Data preparation involves the specification, cleansing,
and distillation of one or more source data feeds into a central data repository
that the dashboard solution will use for its calculations. Specific feeds
are identified, translation and validation rules are created, and in most
instances raw source data is transformed into one or more high-performance
OLAP cubes. Data preparation is usually completed in partnership with a
client’s technical team. This process is not unlike data preparation efforts
for other reporting or database integration projects. Specific responsibilities
are usually dictated by technical resource availability, source of data,
and existing BI infrastructure.
Click on any Step above to see details
Dimensional Modeling
In this stage of the process we look at all of the
ways in which we will have to query and filter data based on the working
prototypes developed in the previous phase.

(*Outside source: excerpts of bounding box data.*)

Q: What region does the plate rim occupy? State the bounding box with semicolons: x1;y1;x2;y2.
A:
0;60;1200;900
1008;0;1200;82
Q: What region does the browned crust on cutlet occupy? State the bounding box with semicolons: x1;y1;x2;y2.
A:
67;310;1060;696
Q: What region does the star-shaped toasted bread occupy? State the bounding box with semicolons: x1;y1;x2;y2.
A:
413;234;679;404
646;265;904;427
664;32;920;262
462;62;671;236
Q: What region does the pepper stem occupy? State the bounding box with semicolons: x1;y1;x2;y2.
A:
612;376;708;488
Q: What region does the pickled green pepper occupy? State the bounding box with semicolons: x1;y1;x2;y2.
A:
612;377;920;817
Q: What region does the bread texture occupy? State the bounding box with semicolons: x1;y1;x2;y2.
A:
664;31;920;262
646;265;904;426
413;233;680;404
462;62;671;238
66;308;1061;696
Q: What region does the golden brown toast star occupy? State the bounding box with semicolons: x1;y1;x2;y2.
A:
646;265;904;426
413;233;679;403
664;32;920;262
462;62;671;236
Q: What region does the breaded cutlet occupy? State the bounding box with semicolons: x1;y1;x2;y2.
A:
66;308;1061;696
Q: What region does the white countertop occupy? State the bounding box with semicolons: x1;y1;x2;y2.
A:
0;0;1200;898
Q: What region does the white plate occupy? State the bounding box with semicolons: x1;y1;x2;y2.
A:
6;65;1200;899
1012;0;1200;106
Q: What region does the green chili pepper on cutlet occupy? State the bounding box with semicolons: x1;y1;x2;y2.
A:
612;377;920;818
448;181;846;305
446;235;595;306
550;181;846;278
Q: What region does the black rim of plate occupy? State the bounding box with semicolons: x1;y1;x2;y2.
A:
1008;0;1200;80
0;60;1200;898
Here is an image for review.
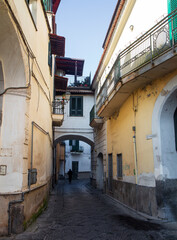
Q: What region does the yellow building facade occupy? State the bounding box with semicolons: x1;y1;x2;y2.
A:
90;0;177;220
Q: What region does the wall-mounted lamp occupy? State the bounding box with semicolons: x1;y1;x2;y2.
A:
62;92;71;102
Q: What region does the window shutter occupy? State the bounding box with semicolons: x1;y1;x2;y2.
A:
70;96;83;116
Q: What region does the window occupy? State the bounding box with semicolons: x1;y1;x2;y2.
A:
69;140;83;152
70;96;83;116
117;154;122;178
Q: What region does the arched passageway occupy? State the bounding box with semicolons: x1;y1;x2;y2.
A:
152;77;177;220
54;134;94;147
53;134;94;181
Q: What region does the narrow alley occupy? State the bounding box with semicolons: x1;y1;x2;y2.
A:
1;180;177;240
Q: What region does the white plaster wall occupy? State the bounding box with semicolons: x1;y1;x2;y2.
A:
0;94;26;193
61;95;94;129
55;95;94;144
0;0;53;193
65;141;91;173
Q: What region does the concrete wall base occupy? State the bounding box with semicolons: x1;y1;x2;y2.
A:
0;180;51;236
106;180;157;217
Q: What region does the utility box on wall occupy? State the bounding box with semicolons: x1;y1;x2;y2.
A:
28;168;37;186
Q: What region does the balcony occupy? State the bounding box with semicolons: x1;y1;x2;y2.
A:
96;9;177;117
90;105;103;129
52;100;64;127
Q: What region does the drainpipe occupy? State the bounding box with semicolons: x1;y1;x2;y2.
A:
8;192;24;236
74;61;77;86
132;126;138;184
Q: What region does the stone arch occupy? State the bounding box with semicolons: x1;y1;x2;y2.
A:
152;76;177;220
54;134;94;148
96;152;104;190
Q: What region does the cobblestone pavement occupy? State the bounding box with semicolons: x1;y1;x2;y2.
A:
0;180;177;240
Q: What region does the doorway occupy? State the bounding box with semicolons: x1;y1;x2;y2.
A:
72;161;78;180
96;153;104;190
108;153;113;192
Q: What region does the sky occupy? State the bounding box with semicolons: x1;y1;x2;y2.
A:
56;0;117;78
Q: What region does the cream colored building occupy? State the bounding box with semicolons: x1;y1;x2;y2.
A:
0;0;64;235
90;0;177;220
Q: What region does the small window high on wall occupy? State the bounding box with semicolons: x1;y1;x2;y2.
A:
70;96;83;117
0;61;4;126
26;0;37;24
167;0;177;43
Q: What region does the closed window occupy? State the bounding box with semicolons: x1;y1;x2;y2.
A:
117;154;122;178
70;96;83;116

A dimensional model takes one or more data feeds from source transactional
systems and creates a data schema that is based on the concept of "measures"
and "dimensions." A measure is numeric piece of data that is relevant to
our dashboard, and a dimension is a mechanism by which we can slice and
filter the results of our measures. Typically this is accomplished with
a modified star or snowflake schema.
The end result of this stage is a comprehensive data model that integrates
all source system data into one high-performance data repository that our
dashboards can use to render their data visualizations.
Data Feed Definition
While the working prototypes provide a set of functional requirements for our Dimensional Model, the Dimensional Model helps define the specifications for the format of the source data feeds.

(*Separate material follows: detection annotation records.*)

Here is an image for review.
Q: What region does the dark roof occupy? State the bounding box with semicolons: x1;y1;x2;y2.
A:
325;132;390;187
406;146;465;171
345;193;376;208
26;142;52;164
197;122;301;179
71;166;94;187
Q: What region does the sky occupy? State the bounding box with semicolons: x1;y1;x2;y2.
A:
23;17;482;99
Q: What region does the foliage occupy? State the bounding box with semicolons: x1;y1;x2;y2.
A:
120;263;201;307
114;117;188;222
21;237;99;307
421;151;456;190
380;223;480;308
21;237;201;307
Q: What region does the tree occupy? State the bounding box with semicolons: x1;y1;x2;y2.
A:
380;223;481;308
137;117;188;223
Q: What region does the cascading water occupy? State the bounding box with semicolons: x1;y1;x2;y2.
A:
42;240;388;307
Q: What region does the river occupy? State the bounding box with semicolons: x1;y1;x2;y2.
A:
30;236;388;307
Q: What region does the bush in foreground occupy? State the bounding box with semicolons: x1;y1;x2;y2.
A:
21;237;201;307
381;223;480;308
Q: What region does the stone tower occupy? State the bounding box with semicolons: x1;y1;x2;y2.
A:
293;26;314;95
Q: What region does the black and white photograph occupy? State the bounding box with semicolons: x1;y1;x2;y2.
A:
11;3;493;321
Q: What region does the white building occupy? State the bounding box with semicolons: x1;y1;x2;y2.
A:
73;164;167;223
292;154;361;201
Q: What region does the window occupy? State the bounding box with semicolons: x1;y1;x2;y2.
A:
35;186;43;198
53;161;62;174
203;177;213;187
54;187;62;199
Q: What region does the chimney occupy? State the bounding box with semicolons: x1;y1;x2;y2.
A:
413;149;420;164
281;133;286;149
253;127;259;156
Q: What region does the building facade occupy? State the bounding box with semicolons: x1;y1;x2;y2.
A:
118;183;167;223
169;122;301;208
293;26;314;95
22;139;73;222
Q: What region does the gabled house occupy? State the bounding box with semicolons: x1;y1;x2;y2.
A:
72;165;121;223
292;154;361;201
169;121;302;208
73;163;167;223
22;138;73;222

Based on the number of measures, dimensions, and the frequency of the data, we create a set of data feed definition files which clearly enumerate all data required for the system to operate on a field by field basis. This document is often used by the client's internal IT department as the basis for developing their source data feeds.
Data Extracts
Data Extracts are the execution of the Data Feed definitions against source systems. This step is most often performed by the client’s internal IT department as it requires a deep understanding of the source system data and structures.
The client uses the data feed definition as guide in building their source data extracts, and tests the accuracy of their extracts against the data feed definition..
ETL & Staging.
Once data extracts have been provided (either in
sample form or live) we then build the "Extraction - Transformation - Load"
routines that take the data extracts and transform them into our dimensional
model.
The dimensional model itself is a relational database and used as
a staging area for batch updates prior to us moving the data into an OLAP
engine.
This ETL step is where all the critical logic takes place to make sure all of the source systems data forms the necessary relationships between each other. This is also the place where
we validate the accuracy of the data and perform the needed logic to handle such things as slowly changing dimensions and exception rules.
OLAP Solution
OLAP stands for "On-Line Analytical Processing" and is a specialized database primarily used to pre-calculate the aggregates/sums/groupings of the intersection of each dimension and measure in the dimensional model.
Often times this database is referred to as a "cube" as the data is no longer in a 2 dimensional row/column format.
OLAP solutions are often necessary when having to analyze large sets of data in aggregate form. These data cubes are usually necessary to build the high performing foundation for dashboards to calculate, render, and provide on demand interactivity at high speed.